Concentrates are in demand because they are stronger, and last longer than cannabis flowers. Others note concentrates can be cheaper, cleaner and more precise as well.

While a cannabis flower might have up to 20 percent THC in it, concentrates routinely contain double, triple or even quadruple that amount. The effects last up to four or five hours instead of 90 minutes. “It lasts a hell of a long time,” McDuffie says.

Concentrates’ purity, and the precision of their production make them especially useful in healthcare settings. “What you see in healthcare facilities is they don’t want to have them smoking it. The plant matter has tars and carcinogens, and when you fire it up that’s what you’re inhaling. When you use tinctures, ointments and non-smoked items with identifying dosage, it lends itself more credibility,” she says.

  

The Types

The simplest concentrates require just a fine screen to make. When cannabis is ground and sieved through the screen, the tiny, pollen-like trichomes fall through. It looks like a brown-green dust.

Other methods of making concentrates are more complex. For example, liquid nitrogen or carbon dioxide is used to strip cannabinoids from the plant. When the material evaporates—the residue can look like glassy chunks, opaque wafers or dark, oily goop ranging in viscosity from runny to thick.

Some patients add concentrates atop a bowl of flowers, but their applications are vast. McDuffie and Khavin note that patients undergoing chemotherapy will eat super-potent edibles made from concentrates that require just a bite. “You’re dealing with real medicine now,” she says.

Concentrates made using, for example, liquid nitrogen, are also “absolutely free of any mold, bacteria and spores,” McDuffie says. “That’s why the efficacy on it is so crystal clear. It’s totally pure.”

 

  

The Tools

Four-year-old San Mateo boutique The Cave carries functional glass art—some of it used by medical cannabis patients. Specialist salesperson Keith says concentrates will often liquefy and suck through a regular pipe. A “health stone” is a simple fix—looking much like a regular pipe with a man-made pumice stone fitted into the bowl.

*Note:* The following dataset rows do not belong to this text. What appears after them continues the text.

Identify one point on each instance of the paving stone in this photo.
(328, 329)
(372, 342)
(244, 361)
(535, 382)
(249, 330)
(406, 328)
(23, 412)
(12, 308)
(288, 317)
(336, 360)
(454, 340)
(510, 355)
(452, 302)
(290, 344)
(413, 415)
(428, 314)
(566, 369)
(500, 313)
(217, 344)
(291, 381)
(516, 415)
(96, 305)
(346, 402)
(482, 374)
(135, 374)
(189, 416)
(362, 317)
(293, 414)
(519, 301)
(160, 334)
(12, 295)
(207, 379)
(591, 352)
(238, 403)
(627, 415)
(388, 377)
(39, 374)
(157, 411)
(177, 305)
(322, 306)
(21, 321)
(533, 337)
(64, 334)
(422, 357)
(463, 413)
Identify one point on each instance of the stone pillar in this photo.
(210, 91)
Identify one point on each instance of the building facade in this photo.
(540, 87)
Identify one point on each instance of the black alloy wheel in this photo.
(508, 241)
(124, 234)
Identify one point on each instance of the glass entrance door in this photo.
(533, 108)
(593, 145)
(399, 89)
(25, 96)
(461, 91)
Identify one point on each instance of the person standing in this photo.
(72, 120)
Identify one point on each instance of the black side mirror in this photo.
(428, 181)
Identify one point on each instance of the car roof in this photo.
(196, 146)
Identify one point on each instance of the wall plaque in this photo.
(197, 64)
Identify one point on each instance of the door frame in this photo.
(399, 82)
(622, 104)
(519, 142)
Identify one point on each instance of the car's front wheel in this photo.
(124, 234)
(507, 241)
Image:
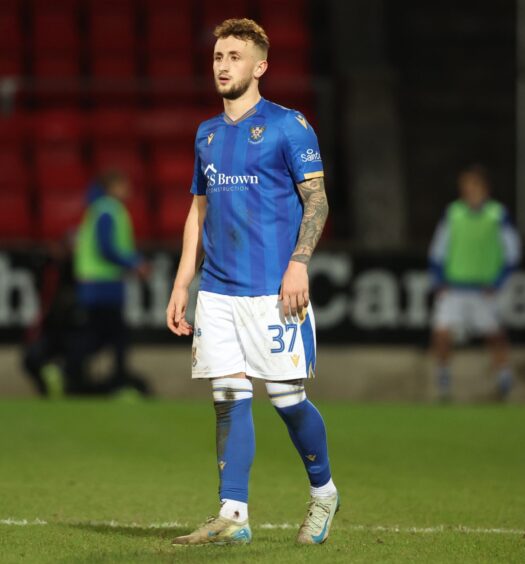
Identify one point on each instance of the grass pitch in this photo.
(111, 482)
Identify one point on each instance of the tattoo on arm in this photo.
(314, 217)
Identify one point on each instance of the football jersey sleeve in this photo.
(198, 184)
(301, 148)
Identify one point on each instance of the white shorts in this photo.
(250, 334)
(467, 312)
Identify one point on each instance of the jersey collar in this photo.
(246, 115)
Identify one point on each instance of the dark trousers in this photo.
(103, 327)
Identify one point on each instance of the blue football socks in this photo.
(235, 436)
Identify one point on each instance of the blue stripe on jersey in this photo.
(213, 239)
(257, 254)
(254, 209)
(309, 344)
(231, 233)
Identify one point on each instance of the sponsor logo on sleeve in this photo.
(302, 121)
(256, 134)
(311, 156)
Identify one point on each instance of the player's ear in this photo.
(260, 68)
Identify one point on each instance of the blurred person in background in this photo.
(48, 341)
(258, 212)
(104, 255)
(474, 250)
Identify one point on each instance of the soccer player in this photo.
(258, 211)
(474, 249)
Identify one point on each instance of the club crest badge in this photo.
(256, 134)
(302, 121)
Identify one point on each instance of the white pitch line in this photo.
(273, 526)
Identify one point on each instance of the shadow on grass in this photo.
(135, 531)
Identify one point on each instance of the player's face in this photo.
(473, 189)
(234, 64)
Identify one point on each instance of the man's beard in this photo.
(235, 91)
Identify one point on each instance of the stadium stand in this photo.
(119, 83)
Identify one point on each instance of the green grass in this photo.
(75, 464)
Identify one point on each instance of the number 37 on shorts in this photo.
(249, 334)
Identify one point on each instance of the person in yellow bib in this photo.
(473, 251)
(104, 254)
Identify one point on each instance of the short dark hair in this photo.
(245, 29)
(479, 170)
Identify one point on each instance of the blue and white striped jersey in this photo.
(248, 169)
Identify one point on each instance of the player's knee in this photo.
(230, 389)
(286, 394)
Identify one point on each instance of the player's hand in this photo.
(176, 312)
(294, 289)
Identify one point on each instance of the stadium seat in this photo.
(170, 66)
(170, 125)
(112, 30)
(56, 66)
(15, 216)
(10, 33)
(213, 13)
(11, 64)
(171, 211)
(127, 159)
(12, 129)
(169, 30)
(61, 176)
(13, 176)
(56, 31)
(110, 66)
(139, 210)
(172, 168)
(113, 124)
(58, 126)
(60, 214)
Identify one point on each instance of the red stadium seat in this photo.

More and more patients are turning to special adapters for their water filtration pipes, Keith says. The most popular is the “globe” and “nail” system—which attaches to the downstem of a water device.

Patients heat the nail to a red hot temperature, and then place the globe over it. Then they dab concentrates onto the nail, and inhale the resulting vapor.

More complex to use: “skillets,” “birdcages,” and “hot hit wands”.

Prices start at $40 for a basic globe and nail set-up, and go up to $400 for the most intricate utensils, Keith says.

After 80 years of repression, concentrate research and production has a lot of catching up to do, and it’s doing it fast.